Perhaps it was because that day, Magec, the sun god, shone more intensely than usual. Or maybe it just seemed that way to him. The point is that when he emerged from his hideaway to be blinded by the glare emanating from the sky, Guayota felt the hatred he already harboured against the Lord of Sun and Light intensify by the minute. Without stopping to ponder the cause of this aversion, the malevolent god headed straight for Magec and, without uttering a word, took him prisoner. Guayota shut Magec inside Echeyde, his lair and the highest mountain on the island, with the intention of never letting him go.
It wasn’t long before the Guanches noticed that the deity responsible for bringing light every morning was missing. The whole world had suddenly been plunged into complete darkness. An appeal to Achamán, the supreme god, was the only means to restore normality. And Achamán heeded their prayers. Working out who was to blame was by no means difficult and Achamán swiftly made his way to Guayota’s hideout.

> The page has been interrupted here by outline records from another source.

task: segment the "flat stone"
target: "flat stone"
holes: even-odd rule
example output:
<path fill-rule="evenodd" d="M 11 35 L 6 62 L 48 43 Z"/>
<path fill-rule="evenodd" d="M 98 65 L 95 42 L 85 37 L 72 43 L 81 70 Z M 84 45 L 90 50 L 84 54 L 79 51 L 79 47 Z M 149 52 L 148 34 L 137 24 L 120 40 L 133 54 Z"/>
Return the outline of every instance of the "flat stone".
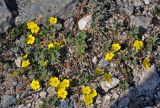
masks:
<path fill-rule="evenodd" d="M 14 62 L 17 67 L 21 67 L 22 57 L 18 57 Z"/>
<path fill-rule="evenodd" d="M 4 95 L 1 96 L 1 105 L 2 108 L 9 108 L 16 104 L 16 99 L 13 96 Z"/>
<path fill-rule="evenodd" d="M 46 21 L 48 16 L 70 18 L 79 2 L 79 0 L 13 0 L 7 3 L 3 1 L 0 2 L 2 4 L 0 5 L 0 32 L 8 29 L 10 25 L 38 18 L 42 19 L 42 22 Z"/>
<path fill-rule="evenodd" d="M 106 61 L 105 59 L 101 59 L 100 62 L 98 63 L 98 66 L 100 67 L 106 67 L 107 65 L 109 65 L 109 62 Z"/>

There, he found Magec and his captor. After freeing the former, who instantly brought back light to the planet, Achamán and Guayota waged such a battle that it was heard in every corner of the known world. The Supreme God made his omnipotence felt and overcame Guayota, whom he decided to imprison forever inside his lair. To ensure that the captive would never be able to escape, Achamán sealed the mountain’s crater. Since then, Guayota has made himself felt only occasionally, demonstrating his rage by throwing lava, dust and stone from the mouth of Echeyde. There has been no sign of these mythical tantrums since 18 November 1909, the date of the last registered eruption of Mount Teide.